Mesorah is designed for families to recognize that Jewish learning happens in other ways and places besides the sanctuary and classroom.
The initial stakeholders were incoming 7th graders, their families and educators involved in planning and imagining the model.
Key First Steps and Recruitment Plan:
The new model was communicated by letters that were sent home as well as in an open community meeting.
Since every 7th-12th grader is in this model it didn’t need a recruitment plan per se. In the fall, the 7th graders, and their families attend a community orientation that allows the parents to share their hopes and dreams for their children as well as give them a chance to learn about the model and hear from the teaching staff. Students also have a chance to sign up that evening for the learning choices that are of most interest to them and fit in their weekly schedules.
The community now knows what to expect and Mesorah is talked up to the 6th graders as something exciting as they continue their education into 7th grade and beyond.
The success of the model is often shared through connection articles for the community and the stories the students share.
Role of Governance and Clergy:
Clergy act as passionate instructors in content areas that speak to them.

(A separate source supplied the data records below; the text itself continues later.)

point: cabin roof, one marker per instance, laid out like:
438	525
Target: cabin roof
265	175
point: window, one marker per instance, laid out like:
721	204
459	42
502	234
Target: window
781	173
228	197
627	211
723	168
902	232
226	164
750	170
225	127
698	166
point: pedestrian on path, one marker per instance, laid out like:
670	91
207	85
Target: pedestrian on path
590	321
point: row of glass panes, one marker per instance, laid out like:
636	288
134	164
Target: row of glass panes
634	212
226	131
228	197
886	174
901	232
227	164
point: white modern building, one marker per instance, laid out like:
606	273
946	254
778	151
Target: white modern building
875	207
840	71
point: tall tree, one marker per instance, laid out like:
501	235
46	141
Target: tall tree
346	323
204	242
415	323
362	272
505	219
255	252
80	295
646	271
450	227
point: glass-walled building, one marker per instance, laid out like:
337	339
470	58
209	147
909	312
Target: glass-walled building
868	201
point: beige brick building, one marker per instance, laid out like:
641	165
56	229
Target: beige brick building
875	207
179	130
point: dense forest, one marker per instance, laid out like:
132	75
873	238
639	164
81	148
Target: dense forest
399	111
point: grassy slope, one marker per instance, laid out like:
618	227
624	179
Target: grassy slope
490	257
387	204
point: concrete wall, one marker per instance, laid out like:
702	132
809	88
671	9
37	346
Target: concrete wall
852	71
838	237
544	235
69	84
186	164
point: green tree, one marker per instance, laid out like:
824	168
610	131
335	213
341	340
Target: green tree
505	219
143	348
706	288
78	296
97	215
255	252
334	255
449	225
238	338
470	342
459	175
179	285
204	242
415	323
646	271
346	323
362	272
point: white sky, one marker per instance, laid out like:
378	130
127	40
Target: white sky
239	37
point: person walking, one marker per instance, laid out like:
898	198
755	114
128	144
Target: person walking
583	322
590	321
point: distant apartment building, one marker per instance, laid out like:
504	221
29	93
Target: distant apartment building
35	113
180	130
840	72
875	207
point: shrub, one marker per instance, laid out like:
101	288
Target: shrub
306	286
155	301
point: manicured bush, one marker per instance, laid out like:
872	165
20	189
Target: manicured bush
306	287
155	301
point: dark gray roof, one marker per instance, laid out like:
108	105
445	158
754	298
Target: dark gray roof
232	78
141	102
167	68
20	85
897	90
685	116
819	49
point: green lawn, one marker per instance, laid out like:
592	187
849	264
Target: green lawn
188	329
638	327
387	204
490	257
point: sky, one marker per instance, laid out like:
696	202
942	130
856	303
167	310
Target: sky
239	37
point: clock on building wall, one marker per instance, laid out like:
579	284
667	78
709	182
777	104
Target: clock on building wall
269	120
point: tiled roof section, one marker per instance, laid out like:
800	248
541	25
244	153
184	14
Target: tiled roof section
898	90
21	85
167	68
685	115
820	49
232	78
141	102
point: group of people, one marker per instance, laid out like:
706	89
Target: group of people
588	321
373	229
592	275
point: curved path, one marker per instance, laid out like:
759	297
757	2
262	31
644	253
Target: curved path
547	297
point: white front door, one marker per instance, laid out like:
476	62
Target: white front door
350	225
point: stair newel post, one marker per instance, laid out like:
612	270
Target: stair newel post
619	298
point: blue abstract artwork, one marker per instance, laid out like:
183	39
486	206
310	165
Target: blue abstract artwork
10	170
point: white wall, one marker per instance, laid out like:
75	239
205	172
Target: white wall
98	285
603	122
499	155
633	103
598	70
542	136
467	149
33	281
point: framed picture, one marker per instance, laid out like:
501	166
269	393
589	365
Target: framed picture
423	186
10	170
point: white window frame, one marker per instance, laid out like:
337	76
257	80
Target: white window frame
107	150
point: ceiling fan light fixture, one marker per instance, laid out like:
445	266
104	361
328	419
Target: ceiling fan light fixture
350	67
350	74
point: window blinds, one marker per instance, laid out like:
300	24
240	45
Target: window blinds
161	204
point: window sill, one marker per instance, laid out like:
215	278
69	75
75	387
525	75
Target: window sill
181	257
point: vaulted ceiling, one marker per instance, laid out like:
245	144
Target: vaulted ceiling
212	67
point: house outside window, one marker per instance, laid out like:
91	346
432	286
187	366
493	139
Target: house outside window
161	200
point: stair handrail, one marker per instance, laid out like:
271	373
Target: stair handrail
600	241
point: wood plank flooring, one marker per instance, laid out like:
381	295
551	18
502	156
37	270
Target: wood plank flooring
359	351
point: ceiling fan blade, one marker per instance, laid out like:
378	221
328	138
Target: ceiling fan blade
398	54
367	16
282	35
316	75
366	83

The Mesorah model is part of the religious school budget as a whole; it is the only model for the 7th to 12th graders.
Teachers in the Mesorah model are paid approximately $1000 for a 6-session (average 2 hrs/session) course.
Ideal educators are individuals who are experts in an area of Jewish learning and have a desire to share themselves as a resource for that learning.
Relationship of Model to Congregational Learning System:
Kol Ami kept what was good about an existing choice model and expanded it to be a total choice model. The model opened the congregation up to thinking about different innovative models for every grade.
How Do You Describe Your Congregation?
Reform, 800 families, rabbinic partnership model, 430 students in Religious School, 2 full time education staff, 35 part-time teachers in the whole religious school.
Congregation Kol Ami develops educational experiences that are in-line with their educational vision: “We, the members of Congregation Kol Ami, envision a school wherein our students will express joy for their Jewish roots, value in their Jewish education, and identify positively with the Jewish people. Our graduates will have a basic knowledge of Hebrew reading and understand the importance of Hebrew as both a modern and Biblical language. Our youth will feel that the Bible is their history and their heritage. They will fulfill the true meaning of Yisrael, God-wrestlers, and will have struggled with the image and role of God in our history and our world today. We wish for our students that their education will provide them with an appreciation of all our holidays, prayers, and the practice of those rituals that give their lives a sense of meaning. We further envision a school that inspires our graduates to engage in lifelong Jewish learning, embrace Jewish values, involve themselves in Jewish life and perform acts of Tikkun Olam, repairing the world. And, finally, we hope that they create their own Jewish families, which, in turn, will continue to fulfill our vision and perpetuate the Jewish people.”